Malasorte
Malasorte

Reputation: 1173

Bug in a javascript digit counter

My script below checks that a form input contains at least 10 digits, besides other text. Everything works fine, except that it also counts spaces as a digit. Can anyone help with this bug?

Jsfiddle: http://jsfiddle.net/BG4du/

function(){
    var text = input.value;
    var totalNrOfDigits = 0;
    for(var i = 0; i < text.length; i++){
        if(!isNaN(text[i])){
            totalNrOfDigits++;
        }
    }
    if(totalNrOfDigits < 10){
        alert("Invalid input");
    }
}

Upvotes: 3

Views: 162

Answers (5)

Oriol
Oriol

Reputation: 288120

You could just use

var totalNrOfDigits = input.value.match(/\d/g).length;
if(totalNrOfDigits < 10)
    alert("Invalid input");

Demo

Upvotes: 1

Amit Joki
Amit Joki

Reputation: 59232

Do this:

function(){
    var text = input.value.replace(/\s/g,"");
    var totalNrOfDigits = 0;
    for(var i = 0; i < text.length; i++){
        if(!isNaN(text.charAt(i))){
            totalNrOfDigits++;
        }
    }
    if(totalNrOfDigits < 10){
        alert("Invalid input");
    }
}

replace(" ","") just replaces the first occurence.
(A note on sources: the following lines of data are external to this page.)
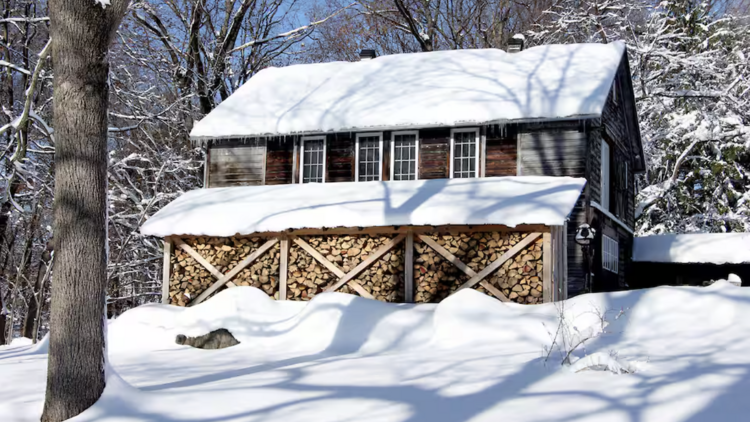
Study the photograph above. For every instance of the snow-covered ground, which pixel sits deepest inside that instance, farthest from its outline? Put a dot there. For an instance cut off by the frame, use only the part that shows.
(343, 358)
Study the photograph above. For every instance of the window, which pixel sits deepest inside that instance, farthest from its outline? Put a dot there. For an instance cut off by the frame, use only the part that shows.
(610, 254)
(614, 92)
(464, 153)
(369, 156)
(605, 179)
(404, 151)
(313, 160)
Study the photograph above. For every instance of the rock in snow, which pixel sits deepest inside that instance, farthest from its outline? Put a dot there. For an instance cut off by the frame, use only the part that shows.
(681, 353)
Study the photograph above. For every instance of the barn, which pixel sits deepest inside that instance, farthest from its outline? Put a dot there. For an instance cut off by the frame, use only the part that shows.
(414, 241)
(409, 176)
My solution removes all whitespace.

Upvotes: 6

Alex Roth
Alex Roth

Reputation: 162

An alternative to the answers above:

function(){
    var text = input.value;
    var totalNrOfDigits = 0;
    for(var i = 0; i < text.length; i++){
        if(/\d/.test(text[i])){
            totalNrOfDigits++;
        }
    }
    if(totalNrOfDigits < 10){
        alert("Invalid input");
    }
}

Here's an updated JSFiddle

Upvotes: 3

nicael
nicael

Reputation: 18995

Use this:

function() {
    var text = input.value.replace(/\s+/g,""); //removes spaces
    var totalNrOfDigits = 0;
    for(var i = 0; i < text.length; i++){
        if(!isNaN(text[i])){
            totalNrOfDigits++;
        }
    }
    if(totalNrOfDigits < 10){
        alert("Invalid input");
    }
}

Upvotes: 3

p.s.w.g
p.s.w.g

Reputation: 149020

According to MDN, isNaN is broken

Since the very earliest versions of the isNaN function specification, its behavior for non-numeric arguments has been confusing. When the argument to the isNaN function is not of type Number, the value is first coerced to a Number. The resulting value is then tested to determine whether it is NaN. Thus for non-numbers that when coerced to numeric type result in a valid non-NaN numeric value (notably the empty string and boolean primitives, which when coerced give numeric values zero or one), the "false" returned value may be unexpected; the empty string, for example, is surely "not a number." …

I'd recommend something like this instead:

var code = text.charCodeAt(index);
if(code >= 48 && code <= 57){
    totalNrOfDigits++;
}

48 is the character code for '0' and 57 is the character code for '9'.